In order to cleanse the world, the Host put the population of LA to sleep allowing them to attack the remains of the piano bar, where they eventually overcome the Morningstar's defences and only to find a nasty surprise waiting for them in the void; Lucifer, meanwhile, has found himself a position on the edge of creation which allows him to see everything, including the lair of the fallen angel Sandalphon when he attempts to kidnap Elaine. After confiscating the source of Sandalphon's power, the devil takes it into the void and uses it to create a new universe.

My thoughts? Another quality collection from Carey, with some nice character work: it was good to see Maz finally get dissatisfied with her lot as Luce's doormat and shocking to see Elaine Belloc's father sudden switch from being a regular, if super preppy, guy to lying paranoid sociopath at the mere hint of the fact that she might have another father. The Host of Heaven were also elegantly done, especially Amenadiel's arrogant conviction of his own rectitude and Raphael's justification for the attack, couched in entirely in terms of saving Elaine's soul despite the loss of life involved. There were a few cameos from old friends including Mervyn Pumpkinhead, Lucien and Matthew, and, in Izanami's hoard, could that be the back of the classic mythological symbol that is Roland Barthe's Citroen?
sawyl: (Default)
It feels like it's been a while since I last wrote a comic review. I blame exhaustion. Now that I've more or less recovered, I think it's time to write about my latest read, Lucifer: Devil in the Gateway by Mike Carey, which astute and memetically aware readers will probably realise was spun off from Gaiman's Season of Mists.

The first story in the collection finds Lucifer, bored with his life as owner of the Lux Piano Bar, recruited by the Almighty to track down a rogue wish granting entity in return for a Letter of Passage. The Morningstar tracks the entity to Paul Begai, a mute kid suffering from Rett Syndrome who appears to have attracted the wish granter with his silence. Following Paul's death, Lucifer and Paul's sister Rachel head off on a pilgrimage to the First World — the primordial darkness where ancient and almost forgotten gods live, accumulating power through the granting of small wishes.

The second story follows Lucifer and Mazikeen as they travel to Hamburg to seek a fortune telling from the seraph Meleos and his creation, the Basanos Tarot deck, in an attempt to discover the nature of the trap hidden in the Letter of Passage.

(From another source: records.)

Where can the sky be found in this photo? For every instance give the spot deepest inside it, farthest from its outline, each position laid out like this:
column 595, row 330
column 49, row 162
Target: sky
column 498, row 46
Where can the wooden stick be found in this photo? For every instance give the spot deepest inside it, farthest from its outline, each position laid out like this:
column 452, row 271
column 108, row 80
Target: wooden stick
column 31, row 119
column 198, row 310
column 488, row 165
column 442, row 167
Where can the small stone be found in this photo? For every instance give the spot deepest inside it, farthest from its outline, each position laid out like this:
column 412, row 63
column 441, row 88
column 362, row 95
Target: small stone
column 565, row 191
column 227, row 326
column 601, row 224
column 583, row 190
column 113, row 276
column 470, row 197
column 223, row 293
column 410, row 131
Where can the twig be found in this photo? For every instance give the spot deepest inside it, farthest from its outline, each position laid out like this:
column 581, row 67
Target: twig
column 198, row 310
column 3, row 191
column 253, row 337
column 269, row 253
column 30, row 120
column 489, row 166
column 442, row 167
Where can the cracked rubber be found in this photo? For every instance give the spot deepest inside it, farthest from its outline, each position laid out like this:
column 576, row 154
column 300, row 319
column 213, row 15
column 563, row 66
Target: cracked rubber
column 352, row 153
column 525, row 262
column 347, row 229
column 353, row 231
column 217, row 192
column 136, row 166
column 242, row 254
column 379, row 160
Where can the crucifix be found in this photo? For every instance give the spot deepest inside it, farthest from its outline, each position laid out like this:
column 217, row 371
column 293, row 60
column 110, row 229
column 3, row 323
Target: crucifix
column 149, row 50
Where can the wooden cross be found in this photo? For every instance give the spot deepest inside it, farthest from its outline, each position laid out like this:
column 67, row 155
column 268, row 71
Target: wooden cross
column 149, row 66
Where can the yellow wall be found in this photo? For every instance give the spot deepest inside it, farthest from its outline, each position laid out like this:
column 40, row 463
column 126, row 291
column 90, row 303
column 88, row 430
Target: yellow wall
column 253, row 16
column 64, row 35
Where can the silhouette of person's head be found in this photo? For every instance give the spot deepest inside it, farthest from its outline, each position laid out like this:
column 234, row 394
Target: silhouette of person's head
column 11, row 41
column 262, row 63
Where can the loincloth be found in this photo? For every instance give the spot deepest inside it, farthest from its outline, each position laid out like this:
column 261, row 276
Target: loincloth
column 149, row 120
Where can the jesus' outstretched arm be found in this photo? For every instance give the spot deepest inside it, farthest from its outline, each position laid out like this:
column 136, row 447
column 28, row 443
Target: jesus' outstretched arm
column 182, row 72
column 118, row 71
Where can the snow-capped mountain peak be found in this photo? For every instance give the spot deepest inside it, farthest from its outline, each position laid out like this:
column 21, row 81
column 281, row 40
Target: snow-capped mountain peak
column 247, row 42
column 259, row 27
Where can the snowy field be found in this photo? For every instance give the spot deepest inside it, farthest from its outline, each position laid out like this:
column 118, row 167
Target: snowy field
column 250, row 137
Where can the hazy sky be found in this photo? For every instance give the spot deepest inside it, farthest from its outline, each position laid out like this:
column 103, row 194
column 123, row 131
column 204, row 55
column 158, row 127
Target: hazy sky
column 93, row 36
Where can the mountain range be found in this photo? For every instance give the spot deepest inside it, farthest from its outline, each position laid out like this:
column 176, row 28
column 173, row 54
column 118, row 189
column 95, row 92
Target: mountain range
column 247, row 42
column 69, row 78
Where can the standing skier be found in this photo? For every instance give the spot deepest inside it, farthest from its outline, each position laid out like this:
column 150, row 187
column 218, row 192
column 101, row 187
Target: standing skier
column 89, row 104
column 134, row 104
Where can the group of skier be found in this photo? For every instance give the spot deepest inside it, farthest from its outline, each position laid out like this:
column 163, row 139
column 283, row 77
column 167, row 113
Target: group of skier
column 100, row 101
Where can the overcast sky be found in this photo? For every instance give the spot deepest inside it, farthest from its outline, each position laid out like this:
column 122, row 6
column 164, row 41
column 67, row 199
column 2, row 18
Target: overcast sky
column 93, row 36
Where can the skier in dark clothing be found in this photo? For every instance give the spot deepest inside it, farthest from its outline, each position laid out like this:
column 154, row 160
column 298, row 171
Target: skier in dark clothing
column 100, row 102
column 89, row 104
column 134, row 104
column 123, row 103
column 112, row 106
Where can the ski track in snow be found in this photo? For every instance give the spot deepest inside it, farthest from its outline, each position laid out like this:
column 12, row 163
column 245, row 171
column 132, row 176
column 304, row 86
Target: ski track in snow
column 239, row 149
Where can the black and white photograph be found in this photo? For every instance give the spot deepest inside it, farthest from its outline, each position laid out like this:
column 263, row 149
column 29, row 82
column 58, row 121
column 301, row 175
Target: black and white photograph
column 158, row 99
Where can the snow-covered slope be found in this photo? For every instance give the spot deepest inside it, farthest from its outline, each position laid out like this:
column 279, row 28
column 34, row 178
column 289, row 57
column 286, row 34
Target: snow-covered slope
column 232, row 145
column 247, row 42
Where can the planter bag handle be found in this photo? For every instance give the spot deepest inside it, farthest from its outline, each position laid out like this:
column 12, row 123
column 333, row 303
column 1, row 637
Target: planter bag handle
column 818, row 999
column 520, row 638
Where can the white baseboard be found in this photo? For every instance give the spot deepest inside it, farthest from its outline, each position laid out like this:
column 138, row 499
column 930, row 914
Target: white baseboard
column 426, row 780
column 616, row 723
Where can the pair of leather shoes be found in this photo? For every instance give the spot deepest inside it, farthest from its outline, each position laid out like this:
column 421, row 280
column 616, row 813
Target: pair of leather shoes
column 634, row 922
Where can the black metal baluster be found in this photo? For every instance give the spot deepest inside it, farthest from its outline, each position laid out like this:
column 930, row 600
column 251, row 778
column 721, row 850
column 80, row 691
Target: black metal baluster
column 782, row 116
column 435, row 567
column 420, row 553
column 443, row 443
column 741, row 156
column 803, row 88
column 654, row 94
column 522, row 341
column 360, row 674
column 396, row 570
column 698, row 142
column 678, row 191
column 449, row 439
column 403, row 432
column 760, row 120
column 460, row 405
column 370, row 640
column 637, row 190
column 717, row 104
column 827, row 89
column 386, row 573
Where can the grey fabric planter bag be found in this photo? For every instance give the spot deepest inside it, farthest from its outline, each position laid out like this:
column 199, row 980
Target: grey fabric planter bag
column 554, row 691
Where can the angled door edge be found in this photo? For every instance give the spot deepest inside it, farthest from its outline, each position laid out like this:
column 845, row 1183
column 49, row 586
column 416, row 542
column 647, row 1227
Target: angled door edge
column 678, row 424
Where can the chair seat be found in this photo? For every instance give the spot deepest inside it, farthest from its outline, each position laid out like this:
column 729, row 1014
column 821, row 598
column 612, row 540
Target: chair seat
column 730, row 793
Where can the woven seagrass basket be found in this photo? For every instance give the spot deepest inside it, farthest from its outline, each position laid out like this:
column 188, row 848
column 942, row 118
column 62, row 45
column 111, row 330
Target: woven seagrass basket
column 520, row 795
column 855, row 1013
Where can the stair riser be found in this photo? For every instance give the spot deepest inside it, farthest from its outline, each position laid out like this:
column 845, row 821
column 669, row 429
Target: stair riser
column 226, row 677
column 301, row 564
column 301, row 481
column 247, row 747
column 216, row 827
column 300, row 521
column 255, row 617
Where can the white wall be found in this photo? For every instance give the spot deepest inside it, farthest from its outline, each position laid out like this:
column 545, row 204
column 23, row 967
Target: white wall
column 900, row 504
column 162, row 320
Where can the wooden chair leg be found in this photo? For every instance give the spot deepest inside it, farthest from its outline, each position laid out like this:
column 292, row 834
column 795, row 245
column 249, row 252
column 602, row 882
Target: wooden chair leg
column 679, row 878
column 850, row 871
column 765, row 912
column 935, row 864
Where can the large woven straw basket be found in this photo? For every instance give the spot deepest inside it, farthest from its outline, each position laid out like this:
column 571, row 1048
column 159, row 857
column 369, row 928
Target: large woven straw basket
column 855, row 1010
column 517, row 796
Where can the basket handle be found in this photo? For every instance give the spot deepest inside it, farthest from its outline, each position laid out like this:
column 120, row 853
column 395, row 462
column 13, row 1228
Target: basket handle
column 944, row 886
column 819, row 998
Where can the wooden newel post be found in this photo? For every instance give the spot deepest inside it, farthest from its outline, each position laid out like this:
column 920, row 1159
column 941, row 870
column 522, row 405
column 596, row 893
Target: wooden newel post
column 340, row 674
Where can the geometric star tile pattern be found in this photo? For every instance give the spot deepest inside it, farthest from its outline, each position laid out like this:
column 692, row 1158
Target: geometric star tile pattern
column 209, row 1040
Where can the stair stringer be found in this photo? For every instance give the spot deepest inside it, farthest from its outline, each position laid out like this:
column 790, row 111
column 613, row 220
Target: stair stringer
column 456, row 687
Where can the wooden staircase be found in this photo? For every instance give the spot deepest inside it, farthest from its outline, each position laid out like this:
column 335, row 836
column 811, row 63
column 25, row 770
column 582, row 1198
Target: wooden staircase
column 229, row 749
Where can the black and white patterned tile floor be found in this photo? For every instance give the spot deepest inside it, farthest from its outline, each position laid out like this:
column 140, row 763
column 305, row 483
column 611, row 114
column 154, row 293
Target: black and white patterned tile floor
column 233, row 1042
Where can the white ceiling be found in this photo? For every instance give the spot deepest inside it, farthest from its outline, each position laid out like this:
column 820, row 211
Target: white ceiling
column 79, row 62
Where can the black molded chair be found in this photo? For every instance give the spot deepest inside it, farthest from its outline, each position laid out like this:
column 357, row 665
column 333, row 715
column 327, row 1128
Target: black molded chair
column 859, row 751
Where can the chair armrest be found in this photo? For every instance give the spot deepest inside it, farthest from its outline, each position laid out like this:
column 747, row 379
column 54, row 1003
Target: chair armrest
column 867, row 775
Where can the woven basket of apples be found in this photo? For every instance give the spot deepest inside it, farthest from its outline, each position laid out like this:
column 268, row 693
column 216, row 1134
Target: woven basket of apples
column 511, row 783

In a panic, Meleos releases the cards from their confinement and freeing them to travel across the city causing havoc, until they encounter and possess the cabaret magician Jill Presto. After allowing them to tire themselves out with a spectacular show of magic, Lucifer and Mazikeen overpower Jill and the cards, before compelling them to explain the one way nature of the Letter.

The third story is a murder mystery, focusing on junior mystic Elaine and her attempts to track down the murderer of her best friend and now ghostly companion, Mona. Acting on instructions from spiritual grandmothers — presumably the Kindly Ones — Elaine attempts and fails to summon the devil to assist her in quest, but after some old fashioned Nancy Drew work she eventually discovers that Mona's death was connected drug dealing and dodgy goings on at her school. Eventually, once the villain who threw Mona off the overpass has been unmasked and lies dying on the floor, Lucifer eventually shows up and saves Elaine, despite claiming that she failed to summon him, telling her that the Basanos suggested that he save her life.

I thought this was a pretty good collection of stories that more than lived up to Gaiman's original character. Lucifer is a suave and sophisticated lead character, superficially attractive but with the sort of ruthlessness that you'd expect from the former Lord of Hell, very much his own man with a refusal to be anyone's cat's paw — at one point, after being told by the emissary of Heaven that he will accept the deal, he says, "You'd think part of omniscience would be knowing when to stop, but still..." Very definitely not the sort of guy you want to pick as your surrogate father figure.